2. The apparatus according to claim 1 wherein the cooperative restraining means is a shoulder on the binding post capable of engaging a shoulder on the conductive portion of the cap prior to the conductive means for cutting wire insulation touches a conductive base region of the conductive binding post.

3. The apparatus according to claim 2 wherein the conductive means for cutting wire insulation is a cutting edge having a face parallel to a conductive base member portion of the conductive binding post and an angled shoulder capable of fixing a wire without cutting through the wire insulation between the base member and the angled shoulder.

4. The apparatus according to claim 3 further comprising a cavity within the base member, the cavity capable of receiving a crimped portion of a wire when the cap is engaged to pressure the wire inserted into the binding post.

5. The apparatus according to claim 4 wherein the cooperative retaining means are selected from the group consisting of threads on the binding post and female threads on the cap, female threads within the base member and male threads on the cap protruding from within the conductive means for cutting wire insulation, and notching ribs on the binding post and the cap.

6. The apparatus according to claim 4 including a plurality of spaced apart binding posts fixed within the base member, each binding post oriented within a plurality of second apertures and each second aperture in communication with its own first aperture for receiving a wire and a cap for each binding post.

7. The aperture according to claim 4 wherein a base member shoulder which pinches the wire to a blunt portion of the electrically conductive cutting edge forms a point mechanical contact.

8. The apparatus according to claim 7 wherein in the base member has a second or a plurality of apertures spread apart from the first aperture but in substantial alignment therewith and the binding post includes a divider within the electrically conductive binding post aperture for each aperture in the base member.

9. The apparatus according to claim 8 wherein the binding post contains a single aperture within the binding post for all the base member apertures.

10. The apparatus according to claim 9 wherein a base member shoulder pinches the wire to a blunt portion of the electrically conductive cutting edge over a region greater than a point mechanical contact.

11. The apparatus according to claim 10 wherein the base member shoulder and the blunt portion of the electrically conductive cutting edge are chamfered to be substantially parallel.

12. The apparatus according to claim 11 further including an environmental sealing material within the base member apertures.

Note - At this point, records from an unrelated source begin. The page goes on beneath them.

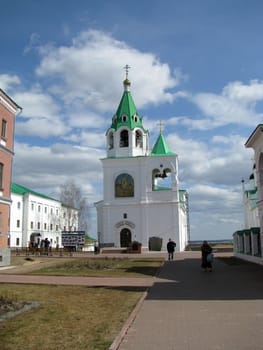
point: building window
(138, 138)
(4, 129)
(124, 138)
(124, 118)
(1, 175)
(124, 186)
(111, 140)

13. The apparatus according to claim 12 wherein the base member contains a third aperture in communication with the first and second apertures to receive the sealing material displaced from the first and second apertures upon the insertion of a wire into the wire aperture and/or the engagement of the cap on the binding post.

14. The apparatus according to claim 13 wherein the third aperture for the displaced sealing material internally communicates with the first or second apertures.